Ad

tarih etiketine sahip kayıtlar gösteriliyor. Tüm kayıtları göster
tarih etiketine sahip kayıtlar gösteriliyor. Tüm kayıtları göster

İklim Krizini Reddetmek: İklim Değişikliği Uydurma mı?

İklim Değişikliği: Gerçek mi, Yoksa Küresel Bir Baskı Aracı mı?

Değerli dostlar,

Son yıllarda nereye dönsek “iklim krizi” diyen, her problemi “iklim değişikliği”ne bağlayan bir anlatıyla karşı karşıyayız. Sanki bu gezegen ilk defa sıcaklık değişimi yaşıyormuş gibi... Şunu en başta açıkça belirteyim: "İklim krizi" söyleminin bir baskı ve yönlendirme aracı olarak da kullanıldığını düşünmekteyim.

Tarihsel Süreçte İklim Her Zaman Değişti

İnsanoğlunun yaşadığı yeryüzü, hiçbir zaman sabit bir iklim düzenine sahip olmadı.
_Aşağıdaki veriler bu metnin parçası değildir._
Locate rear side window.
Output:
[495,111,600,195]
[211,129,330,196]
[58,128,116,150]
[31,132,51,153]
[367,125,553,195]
  • Orta Çağ Sıcak Dönemi’nde Avrupa’da bağcılık kuzeye kadar kaydı.

  • Küçük Buzul Çağı döneminde İstanbul Boğazı bile zaman zaman dondu.

  • Hatta Osmanlı arşivlerinde, kuraklık ve aşırı yağış dönemlerine dair sayısız belgeye ulaşmak mümkün.

Bunlar olurken ne sanayi vardı, ne fosil yakıt…
İklim değişti çünkü doğa döngüseldir. Yani iklimin değişmesi doğaldır; "kriz" haline getirilmesi ise politiktir.

Küresel Bir Siyasi Araç mı?

Dikkat edin, iklim değişikliği en çok nerede konuşuluyor?
Gelişmiş ülkelerde. Peki bu ülkeler ne yapıyor?

  • Gelişmekte olan ülkelerden karbon nötr taahhütler istiyor.

  • Enerji yatırımlarını durdurmalarını söylüyor.

  • Fosil yakıt kullanmayın deyip, kendileri nükleer enerji yatırımlarına yöneliyor.

  • “Yeşil dönüşüm” adı altında yeni pazarlar oluşturup kendi teknolojilerini ihraç ediyorlar.

Bu tabloyu gören biri tabi sormadan edemiyor:
Bu kriz kimin krizi? Gerçekten çevre için mi uğraşılıyor yoksa dünya kaynaklarını kontrol altında tutma stratejisi mi uygulanıyor?

İklim Değişikliği mi, "Kriz" Adıyla Algı Yönetimi mi?

“İklim değişikliği yüzünden göç arttı.”
“İklim krizi nedeniyle ormanlar yanıyor.”
“İklim değişikliği kuraklık yapıyor.”

Dostlar, bu cümleler artık o kadar ezbere söyleniyor ki, sorgulamak neredeyse yasak gibi. Oysa:

  • Her göçün sebebi iklim değil.

  • Her yangının sebebi sıcaklık değil.

  • Her kuraklık sadece küresel ısınmayla açıklanamaz.

Ama bu anlatım sürekli pompalanıyor. Çünkü korku, itaat üretir.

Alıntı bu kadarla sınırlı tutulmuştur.